Lloyds is expected to post a rise in quarterly profits at its results on Wednesday, as the lender books lower costs.
Analysts at Investec expect the bank to report underlying third-quarter pre-tax profits up 4.5 per cent to a record £2.3bn compared to a year ago, as it logs lower payment protection insurance (PPI) costs and other charges.
Investec said in this quarter it expected the bank, led by chief executive Antonio Horta-Osorio, to report “modest revenue growth, lower costs and potentially no charge at all for PPI, or other conduct issues”.

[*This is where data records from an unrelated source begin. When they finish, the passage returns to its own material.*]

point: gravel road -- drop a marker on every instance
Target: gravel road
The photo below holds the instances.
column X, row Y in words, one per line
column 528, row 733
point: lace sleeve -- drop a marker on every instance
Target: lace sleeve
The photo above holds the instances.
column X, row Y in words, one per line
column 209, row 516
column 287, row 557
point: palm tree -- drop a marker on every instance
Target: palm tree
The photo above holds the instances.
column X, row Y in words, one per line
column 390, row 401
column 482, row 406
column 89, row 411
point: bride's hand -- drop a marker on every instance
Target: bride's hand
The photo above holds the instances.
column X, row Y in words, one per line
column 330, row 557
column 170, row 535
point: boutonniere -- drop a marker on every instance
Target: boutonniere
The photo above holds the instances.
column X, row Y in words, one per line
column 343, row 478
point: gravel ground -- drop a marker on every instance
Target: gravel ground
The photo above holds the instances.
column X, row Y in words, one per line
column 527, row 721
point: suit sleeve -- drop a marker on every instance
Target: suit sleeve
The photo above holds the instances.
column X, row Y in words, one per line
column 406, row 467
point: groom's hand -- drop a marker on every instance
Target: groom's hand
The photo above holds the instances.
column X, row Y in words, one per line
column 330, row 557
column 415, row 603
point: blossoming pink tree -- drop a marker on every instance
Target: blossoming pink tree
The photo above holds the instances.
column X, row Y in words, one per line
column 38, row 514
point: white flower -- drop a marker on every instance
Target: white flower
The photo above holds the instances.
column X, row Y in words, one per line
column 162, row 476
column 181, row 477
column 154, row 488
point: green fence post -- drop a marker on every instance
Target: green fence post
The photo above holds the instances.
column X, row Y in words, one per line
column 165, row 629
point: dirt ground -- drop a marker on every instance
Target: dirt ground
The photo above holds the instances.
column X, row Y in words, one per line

The broker said this should come as a “tangible relief” to investors who have seen the bank’s PPI costs alone climb to £13bn, after booking another £1.4bn charge in July. This month, the financial regulator, the Financial Conduct Authority, said it is considering a deadline for claims over mis-sold PPI, adding that PPI customers would still have at least until 2018 to claim compensation. This would draw a line under the mis-selling saga that spans some 20 years.
The government continues to offload its stake in the bank, and earlier this month sold a further 1 per cent, reducing its holding to less than 11 per cent. This has come down from 43 per cent in 2009.
Around £2bn of Lloyds shares will be made available to retail investors in the spring. The stock will be sold at a 5 per cent discount to the market price, and in a bid to avoid wealthier investors snapping up the lot, anyone applying for less than £1,000 worth will be prioritised.
Investors will be eager to hear more about the expected appointment of investment banker James “Jes” Staley to head Barclays at its update on Thursday, as the bank bids to rejuvenate its fortunes.
The move to install a former JP Morgan banker as chief executive is seen as signal that the group wants to return to its former investment banking glory. It is thought the announcement could be made within the next few weeks, ending a three-month search to replace Antony Jenkins, who was sacked in July for lacklustre revenue growth and flat share performance.
Analysts at UBS expect Barclays to post third quarter pre-tax profits down 4 per cent to £1.8bn compared to a year ago, “largely due to weaker investment banking revenues”.